Em sentido estrito, sem embargo, prevenir o delito é algo mais − e também algo distinto − que dificultar seu cometimento ou dissuadir o infrator potencial com a ameaça do castigo. Sob o ponto de vista ‘etiológico’, o conceito de prevenção não pode se desvincular da gênese do fenômeno criminal, isto é, reclama uma intervenção dinâmica e positiva que neutralize suas raízes, suas ‘causas’. A mera dissuasão deixa essas raízes intactas. De outro lado, a prevenção deve ser contemplada, antes de tudo, como prevenção social, isto é, como mobilização de todos os setores comunitários para enfrentar solidariamente um problema social. A prevenção do crime não interessa exclusivamente aos poderes públicos, ao sistema legal, senão a todos, à comunidade inteira. Não é um corpo estranho, alheio à sociedade, senão mais um problema comunitário. (GARCÍA- PABLOS DE MOLINA; GOMES, 2000, p. 334).

Programas baseados no modelo de prevenção comunitária enfatizam a necessidade de desenvolver novas formas de polícias locais. Propõe a substituição dos modelos tradicionais, estilo militar, por outras polícias de base comunitária (community policing) e controladas democraticamente. O conceito de comunidade nessa orientação e programas apresenta-se como um recurso simbólico para o controle social contemporâneo.

Das quatro formas de ver a criminalidade, suas causas e os respectivos modos de prevenção e de sugestão de políticas públicas (clássica, criminologia empírica, de prevenção e comunitária), observa-se que a orientação brasileira, em termos de paradigma de controle da criminalidade, combina elementos da visão clássica, da visão da criminologia empírica e da visão de prevenção.
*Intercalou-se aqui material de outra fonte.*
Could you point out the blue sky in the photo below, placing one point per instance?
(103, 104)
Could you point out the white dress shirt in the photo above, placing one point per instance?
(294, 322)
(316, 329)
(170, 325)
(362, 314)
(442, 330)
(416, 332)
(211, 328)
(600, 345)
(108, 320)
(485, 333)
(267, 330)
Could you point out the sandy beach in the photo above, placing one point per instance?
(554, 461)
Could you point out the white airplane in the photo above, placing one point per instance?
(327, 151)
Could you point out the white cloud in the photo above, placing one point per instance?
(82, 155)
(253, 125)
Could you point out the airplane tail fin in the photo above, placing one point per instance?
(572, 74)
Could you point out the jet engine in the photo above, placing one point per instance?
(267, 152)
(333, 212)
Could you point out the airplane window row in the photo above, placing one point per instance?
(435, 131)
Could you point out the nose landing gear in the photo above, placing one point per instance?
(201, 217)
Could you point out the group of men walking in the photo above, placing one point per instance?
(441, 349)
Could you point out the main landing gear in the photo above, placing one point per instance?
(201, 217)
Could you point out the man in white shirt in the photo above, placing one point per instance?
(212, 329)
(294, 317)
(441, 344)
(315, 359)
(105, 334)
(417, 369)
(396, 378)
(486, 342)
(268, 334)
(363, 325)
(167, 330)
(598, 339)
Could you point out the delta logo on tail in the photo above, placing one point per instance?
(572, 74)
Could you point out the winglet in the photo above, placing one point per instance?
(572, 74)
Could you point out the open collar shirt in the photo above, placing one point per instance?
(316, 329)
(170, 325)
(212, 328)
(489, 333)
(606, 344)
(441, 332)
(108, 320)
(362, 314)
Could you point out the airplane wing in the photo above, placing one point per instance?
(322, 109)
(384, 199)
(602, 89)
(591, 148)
Destaca-se o fato de o crime ser compreendido como externo à sociedade, praticado por determinados grupos (só o controle social via criminalização das comunidades pauperizadas é praticado), e o poder dissuasório deve ser dirigido para esses setores da sociedade, porque o crime é produto derivado de determinados meios ambientes, justificando a atuação sobre as oportunidades para o cometimento do delito. Essas afirmações preliminares sobre o controle do crime no Brasil, as políticas públicas e instituições coercitivas foram o ponto de partida para a discussão do funcionamento das polícias no Brasil e das tentativas de reforma que tentaram mudar seus procedimentos de atuação.